Partagé entre la guerre et la dévotion, l’enfant passait ses journées à fabriquer de petites croix avec des lattes, ou bien, armé d’un sabre de bois, à s’escrimer dans le potager contre des citrouilles de Rota, dont la forme ressemblait beaucoup, suivant lui, à des têtes de Maures couvertes de leurs turbans.
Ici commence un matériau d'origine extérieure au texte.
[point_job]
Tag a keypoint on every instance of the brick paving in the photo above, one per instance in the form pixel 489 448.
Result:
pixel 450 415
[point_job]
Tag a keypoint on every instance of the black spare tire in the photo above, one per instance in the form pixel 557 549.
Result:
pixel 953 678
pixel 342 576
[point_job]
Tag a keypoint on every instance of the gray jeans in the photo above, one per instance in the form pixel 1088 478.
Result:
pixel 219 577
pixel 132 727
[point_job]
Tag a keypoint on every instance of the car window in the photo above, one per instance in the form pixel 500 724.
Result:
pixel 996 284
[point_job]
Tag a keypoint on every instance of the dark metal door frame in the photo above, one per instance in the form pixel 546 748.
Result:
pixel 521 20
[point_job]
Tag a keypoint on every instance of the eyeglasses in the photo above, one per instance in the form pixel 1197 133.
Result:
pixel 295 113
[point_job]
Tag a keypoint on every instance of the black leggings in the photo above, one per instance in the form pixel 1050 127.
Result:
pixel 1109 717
À dix-huit ans, don Juan expliquait assez mal le latin, servait fort bien la messe, et maniait la rapière, ou l’épée à deux mains, mieux que ne faisait le Cid. Son père, jugeant qu’un gentilhomme de la maison de Maraña devait encore acquérir d’autres talents, résolut de l’envoyer à Salamanque. Les apprêts du voyage furent bientôt faits. Sa mère lui donna force chapelets, scapulaires et médailles bénites. Elle lui apprit aussi plusieurs oraisons d’un grand secours dans une foule de circonstances de la vie. Don Carlos lui donna une épée dont la poignée, damasquinée d’argent, était ornée des armes de sa famille ; il lui dit : — Jusqu’à présent tu n’as vécu qu’avec des enfants ; tu vas maintenant vivre avec des hommes. Souviens-toi que le bien le plus précieux d’un gentilhomme, c’est son honneur ; et ton honneur, c’est celui des Maraña. Périsse le dernier rejeton de notre maison plutôt qu’une tache soit faite à son honneur ! Prends cette épée, elle te défendra si l’on t’attaque. Ne sois jamais le premier à la tirer ; mais rappelle-toi que tes ancêtres n’ont jamais remis la leur dans le fourreau que lorsqu’ils étaient vainqueurs et vengés. Ainsi muni d’armes spirituelles et temporelles, le descendant des Maraña monta à cheval et quitta la demeure de ses pères.